Au camp de déplacés interne d’Igawa-Mémé, dans l’arrondissement de Mora, la misère se lit sur les visages des jeunes enfants, femmes et vieillards qui peuplent les deux sites équidistants de 500 mètres. Au flanc d’une chaine montagneuse, ils habitent dans des habitats de fortune, faites de vieilles bâches et de paille. Sous des arbres sans feuilles sont assis des vieillards qui dévissent à longueur de journée tandis que les enfants passent le clair de leur temps à jouer ou à chercher quelques gouttes d’eau en compagnie de leurs mamans au niveau du seul forage qui y est construit par une organisation non gouvernementale.

 

L’interminable marche vers la paix et la sérénité

"Nous avons fui Boko Haram depuis Kolofata, nous avons trouvé cet espace vide et nous nous sommes installés. On passe nos journées à ne rien faire. Certains entrent peu à peu en contact avec les populations riveraines afin de s’intégrer progressivement", confie Babawa, un vieillard de 70 ans. Sur les deux sites d’Igawa-Mémé, la grande majorité des populations de déplacés est composée d’enfants et de femmes. Ils viennent principalement des villages Sanda-Wadjiri, Bia, Kalniwa et Kolofata. "Nous vivons dans la pure résilience depuis que nous sommes ici en 2015. Les conditions de vie sont rudes. On n’a pas d’eau, pas de denrées alimentaires, pas de matériels de couchage et nous habitons dans ces maisons en matériaux provisoires. Ici même, nous ne sommes pas à l’abri de Boko Haram", rajoute-t-il. "Le camp n’est pas contrôlé et n’importe qui vient seulement s’installer ici. On ne connait pas qui est qui. Un kamikaze est même venu exploser ici. On continue à vivre la peur dans le ventre", déclare Abba Gana, un habitant du camp.

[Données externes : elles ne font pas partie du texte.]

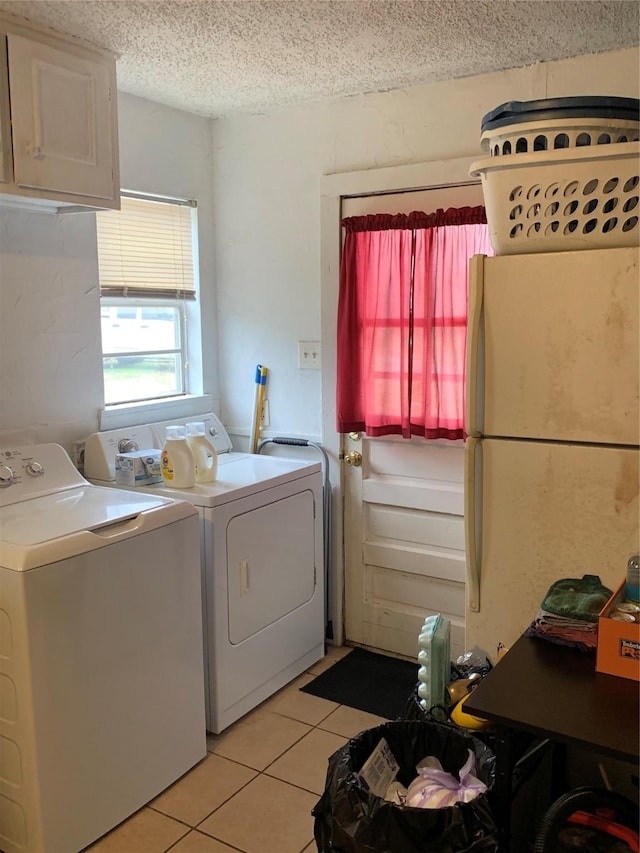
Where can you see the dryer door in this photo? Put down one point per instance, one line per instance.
(271, 567)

L’espoir d’une vie acceptable s’éloigne

Les enfants qui peuvent se payer le luxe de s’inscrire à l’école qu’ils squattent ont surchargé le peu de salles de classe de la seule école publique d’Igawa-Mémé. Conséquence, une seule salle de classe compte un effectif de 400 élèves entassés comme dans une boîte de sardine.

S’abriter et nourrir un espoir d’une vie acceptable

Tout à côté, dans un centre d’écoute et re-socialisation des populations, des volontaires de l’Unicef mènent des causeries éducatives et délivrent des messages de sensibilisation sur la protection des enfants. "C’est un projet que nous menons depuis que les déplacés internes se sont installés ici. Dans ces espaces de cohésion sociale, nous les conseillons d’amener les enfants à l’école et de lutter contre la maltraitance, le viol, les abus divers et surtout sur la discrimination scolaire des filles", explique un volontaire d’une ONG qui met en œuvre le projet financé par l’Unicef. "Nous avons environ 900 enfants de 3 à 5 ans inscrits au niveau de cet espace de cohésion. Nous les occupons avec des activités sportives, créatives et récréatives, ludiques à travers des jeux. En fait, nous les préparons à l’école à travers le réseau communautaire de protection de l’enfant. Nous menons ces activités depuis 2016", poursuit-elle. Selon certaines confidences, l’Etat joue encore aux abonnés absents dans ce camp qui compte déjà près de 100 000 déplacés sans encadrement. En dehors de quelques organismes non gouvernementaux qui y mènent quelques activités sporadiques. On craint donc que cette permissivité n’attire encore des kamikazes et autres assaillants de Boko Haram pour de sales besognes. D’où les incessantes doléances aux autorités administratives pour que les déplacés d’Igawa-Mémé puissent être pris en charge par l’Etat camerounais au même titre que les ex-repentis de Boko Haram, visiblement bien traités.